8. If my daughters life was at risk I would kill anyone to save her. I hope that none of my kids will ever go through anything like what I did growing up.
9. I legally changed my full name (first, middle and last) when I was 20 so that hopefully no one from my past will ever be able to find me.
10. I hate to show emotions in front of anyone even people that I'm close to and I feel embaressed to cry in front of anyone. I think thats why Im so angry because of all the supressed emotions that want to get out.
14. Although my outward attitude towards people is like a wall I am very very sensitive person and when I see someone else suffering I can really feel like I am suffering too and I very much can feel and understand their pain.
15. I have been married for five years now and our daughter is three years old. I have spent all this time at home raising her. I was in the Marine Corps for two years and got out because I wanted to be a stay at home mom, no one else can raise my kids for me.

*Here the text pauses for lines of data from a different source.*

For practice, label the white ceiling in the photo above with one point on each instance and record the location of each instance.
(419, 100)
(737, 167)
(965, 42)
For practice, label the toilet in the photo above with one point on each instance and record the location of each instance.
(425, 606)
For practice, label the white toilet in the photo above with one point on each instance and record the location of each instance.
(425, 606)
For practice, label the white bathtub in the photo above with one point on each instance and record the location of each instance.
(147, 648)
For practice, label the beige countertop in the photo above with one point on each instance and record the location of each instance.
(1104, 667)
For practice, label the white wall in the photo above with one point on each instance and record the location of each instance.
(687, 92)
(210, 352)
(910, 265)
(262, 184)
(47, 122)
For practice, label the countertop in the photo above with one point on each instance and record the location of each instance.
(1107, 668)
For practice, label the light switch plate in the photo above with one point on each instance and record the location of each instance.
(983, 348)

Being married is very hard especially to a person from a completely different culture. I've been to India three times now with my husband and do not wish to go again...except to tourist places and stay in hotels. But having been there has giving me great appreciation for America and I am very very thankful that I was born in the USA.
16. Technology is evil. And it is killing humanity and it is killing our planet.
18. I always pray for anyone that I've had a relationship with (ex-boyfriends)(old friends) that their lives will be fullfilling and that they will be happy.
Improving my self-concept:
I hope to take away from this class a better attitude towards people. Maybe I could learn to be more trusting of others. I really hope to at least be a better conversationalist for the sake of being a good personal trainer some day.
Friday, July 2, 2010
CST-126 (first blog Intro)
I was in the Marine Corps the first two years of our marriage which is why I have the tatoos on my arm and back, Aviation electrician was my MOS. Before that I worked in a dog kennel when I was 17 and 18 I also tried to attend NOVA back then too but I couldnt get decent grades while working a full time job so eventually I coulnt do it anymore and that's when I joined the Marine Corps. And my parents also kicked me out because they said I couldnt stay with them if I could not at lease maintain a C average.